Improved flexibility from such taping is believed to be the result of skin stimulation activation and continued increases in motor unit recruitment,15 while the reason behind the increased flexibility may also be inferred, through other studies reported that stimulation from taping relaxed tension in the muscles and stability was provided to the injured muscle through contact, which enabled greater ROM and facilitated blood, lymph, and tissue fluid circulation34 to improve joint function.12
Based on the findings in the present study, it is determined that applying appropriate complex taping on the erector spinae and SI joint may be suggested as an intervention method for improving lumbar flexibility with respect to flexion, left and right lateral flexion, and left and right rotation, although it had no effect on extension ROM.

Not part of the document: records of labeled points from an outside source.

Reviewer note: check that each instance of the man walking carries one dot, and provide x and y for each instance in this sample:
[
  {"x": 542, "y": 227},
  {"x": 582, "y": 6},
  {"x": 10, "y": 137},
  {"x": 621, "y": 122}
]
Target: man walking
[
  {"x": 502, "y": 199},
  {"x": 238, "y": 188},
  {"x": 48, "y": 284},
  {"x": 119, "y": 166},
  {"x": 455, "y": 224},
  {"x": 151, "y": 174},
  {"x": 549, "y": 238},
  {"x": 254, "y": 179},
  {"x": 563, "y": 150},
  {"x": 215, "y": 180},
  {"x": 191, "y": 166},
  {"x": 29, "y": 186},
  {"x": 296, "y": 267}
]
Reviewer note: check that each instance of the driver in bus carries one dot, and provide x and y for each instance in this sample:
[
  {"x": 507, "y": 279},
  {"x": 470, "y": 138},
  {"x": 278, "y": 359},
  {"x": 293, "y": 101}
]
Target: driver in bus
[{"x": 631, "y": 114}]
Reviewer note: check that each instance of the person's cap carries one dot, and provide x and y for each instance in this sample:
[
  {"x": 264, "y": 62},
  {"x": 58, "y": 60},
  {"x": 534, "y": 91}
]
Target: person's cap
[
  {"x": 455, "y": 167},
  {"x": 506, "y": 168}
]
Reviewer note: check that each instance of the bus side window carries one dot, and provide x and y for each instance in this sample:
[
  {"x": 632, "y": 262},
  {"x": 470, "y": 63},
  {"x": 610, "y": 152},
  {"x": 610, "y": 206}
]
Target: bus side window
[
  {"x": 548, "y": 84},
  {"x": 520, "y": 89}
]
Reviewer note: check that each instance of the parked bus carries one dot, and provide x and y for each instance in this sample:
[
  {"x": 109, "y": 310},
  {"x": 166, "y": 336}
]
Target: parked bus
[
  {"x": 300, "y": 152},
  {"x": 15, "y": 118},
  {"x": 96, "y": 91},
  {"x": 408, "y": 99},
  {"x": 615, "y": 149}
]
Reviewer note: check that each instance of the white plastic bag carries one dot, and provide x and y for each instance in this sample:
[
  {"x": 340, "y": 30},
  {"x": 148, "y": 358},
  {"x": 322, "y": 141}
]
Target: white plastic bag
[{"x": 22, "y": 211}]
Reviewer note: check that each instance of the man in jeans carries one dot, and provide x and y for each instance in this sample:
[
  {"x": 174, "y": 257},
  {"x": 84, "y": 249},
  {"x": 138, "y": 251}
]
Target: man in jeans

Go34 reported that kinesio taping treatment does not show any differences based on gender or age, whereas Jang35 reported that kinesio taping acts together with athletic experience, physical conditions, gender, intellectual ability, and psychological factors. Jung36 reported that differences in flexibility appeared according to changes in age among men and women. However, the present study randomly selected its subjects, and thus, they were not categorized according to age, physical conditions, gender, intellectual ability, and psychological factors. Therefore, it is believed that future studies should categorize the subjects by their age, physical conditions, intellectual ability, and psychological factors with all subjects being the same gender. Moreover, the subjects in the present study were students and office workers from a single region, and thus, generalization would be difficult. The long-term effects were not proven since additional exercise programs for increased flexibility were not applied. Therefore, additional future studies that take these factors into consideration are needed.